Pemerataan
pembangunan ekonomi bagi bangsa Indonesia
sudah lama dinantikan serta diinginkan oleh rakyat Indonesia. Harapan
dan cita-cita yang ingin dijadikan kenyataan tersebut dapat diimplementasikan
melalui pembangunan ekonomi untuk dapat meningkatkan kesejahteraan dan
kemakmuran masyarakat. Oleh karena itu dalam Pembangunan Nasional intinya
adalah untuk kesejahteraan dan kemakmuran yang merata bagi seluruh rakyat Indonesia.
Sampai sekarang pembangunan ekonomi belum banyak tersentuh dalam pembangunan,
sehingga perlu untuk ditingkatkan.
Pembahasan
Kebijakan Fiskal dalam Perspektif Teori.
Penerimaan
dan pengeluaran pemerintah diyakini dapat memberikan pengaruh terhadap kestabilan
perekonomian suatu negara. Pengeluaran pemerintah yang terlalu besar dapat menyebabkan
terjadinya defisit dalam APBN sehingga akan mempengaruhi variabel
lainnya. Untuk menjaga kestabilan ekonomi maka penerimaan dan
pengeluaran pemerintah perlu diseimbangkan. Maka timbulah gagasan untuk sengaja
mengubah-ubah pengeluaran dan penerimaan pemerintah guna mencapai
kestabilan ekonomi. Teknik mengubah pengeluaran dan penerimaan
pemerintah inilah yang kita kenal dengan kebijakan fiskal (Santosa dan
Lestari, 2008).
Pada awal sebelum terjadinya depresi ekonomi
tahun 1930, pengeluaran pemerintah hanya dianggap sebagai alat untuk
membiayai kegiatan-kegiatan pemerintah dan dinilai berdasarkan manfaat
langsung yang dapat ditimbulkannya tanpa melihat pengaruhnya terhadap
pendapatan nasional. Demikian pula halnya dengan pajak. Pajak hanya
dianggap sebagai sumber pembiayaan pengeluaran negara dan belum
diketahui pengaruhnya terhadap pendapatan nasional. Akibatnya dalam masa
depresi, di mana penerimaan pemerintah menurun, maka pengeluaran pemerintah
harus dikurangi pula. Hal ini justru berakibat pada semakin rendahnya
pendapatan nasional serta semakin lesunya perekonomian. Kalau timbul deflasi
atau inflasi, kebijakan yang dipercayai untuk menanggulanginya adalah kebijakan
moneter lewat Bank Sentral dan bukan kebijakan fiskal (Suparmoko, 2000).

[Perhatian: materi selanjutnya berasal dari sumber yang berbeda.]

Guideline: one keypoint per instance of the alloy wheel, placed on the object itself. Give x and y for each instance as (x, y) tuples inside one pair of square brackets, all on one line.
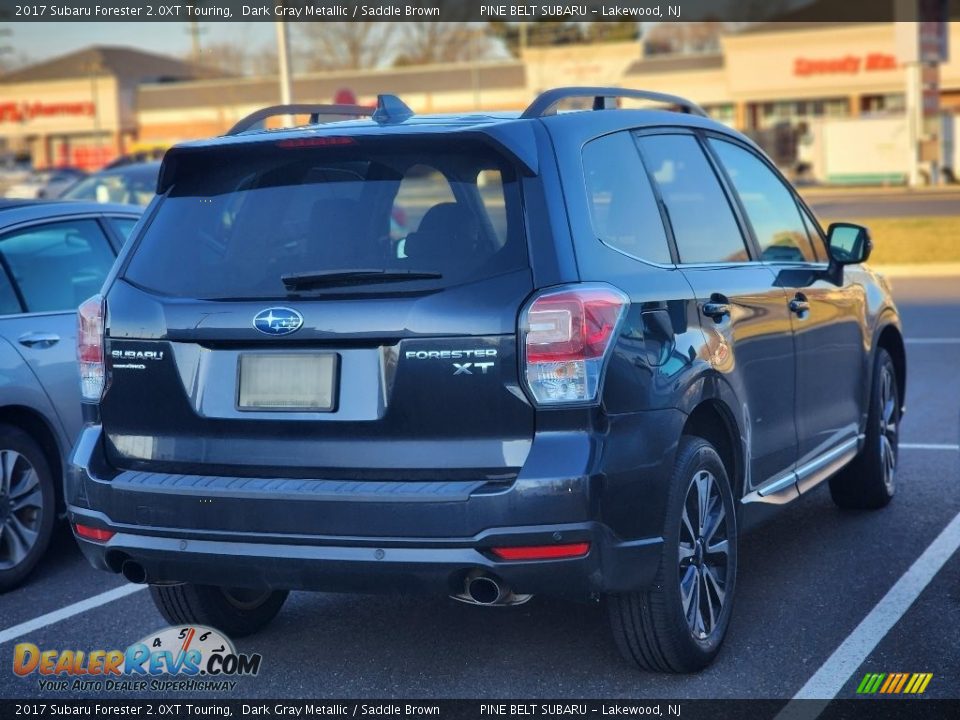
[(888, 429), (21, 508), (704, 554)]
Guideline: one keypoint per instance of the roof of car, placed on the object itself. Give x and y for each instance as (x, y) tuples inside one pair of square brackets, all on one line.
[(14, 211), (510, 130)]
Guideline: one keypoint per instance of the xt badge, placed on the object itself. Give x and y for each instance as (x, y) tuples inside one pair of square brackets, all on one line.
[(464, 368), (460, 368)]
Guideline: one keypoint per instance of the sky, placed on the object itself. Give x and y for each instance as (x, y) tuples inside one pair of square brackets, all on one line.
[(39, 41)]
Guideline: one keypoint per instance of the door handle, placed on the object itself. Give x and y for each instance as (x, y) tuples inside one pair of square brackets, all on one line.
[(717, 308), (38, 339), (799, 305)]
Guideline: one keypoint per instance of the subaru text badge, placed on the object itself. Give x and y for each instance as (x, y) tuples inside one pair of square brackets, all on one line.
[(278, 321)]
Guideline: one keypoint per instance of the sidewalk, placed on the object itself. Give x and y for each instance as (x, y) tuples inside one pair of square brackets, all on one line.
[(948, 191), (918, 269)]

Pengaruh Kebijakan Fiskal dari Sisi
Permintaan.
Pengaruh kebijakan fiskal dari sisi permintaan
ini lebih lanjut diklasifikasikan berdasarkan perspektif mainstream utama
dalam teori ekonomi, yaitu Keynesian dan Non-Keynesian.
Pendekatan Keynesian.
Model Keynesian yang paling sederhana mengasumsikan
adanya kekakuan harga (price rigidity) dan perekonomian mengalami
kelebihan kapasitas (excess capacity), sehingga output ditentukan
oleh permintaan agregat (aggregate demand). Dalam model ini, ekspansi
fiskal mempunyai efek pengganda (multiplier effect) terhadap permintaan
agregat dan output. Ekspansi fiskal mendorong peningkatan permintaan agregat
melalui salah satu dari dua saluran, yaitu: Pertama, apabila pemerintah
meningkatkan belanja dan penerimaan pajak diasumsikan tetap sama, maka
permintaan agregat akan bertambah secara langsung. Kedua, apabila
pemerintah mengurangi pajak (tax cuts) atau menaikkan transfer payments,
maka pendapatan masyarakat yang dapat dibelanjakan (disposable income)
akan bertambah, dan masyarakat cenderung menambah konsumsi. Peningkatan
konsumsi yang peka (responsiveness) terhadap perubahan pendapatan ini
mempengaruhi pengganda Keynesian dengan nilai lebih besar dari satu, dan dengan
kecenderungan meningkat. Nilai pengganda Keynesian lebih besar untuk
peningkatan belanja dibandingkan untuk pemotongan pajak.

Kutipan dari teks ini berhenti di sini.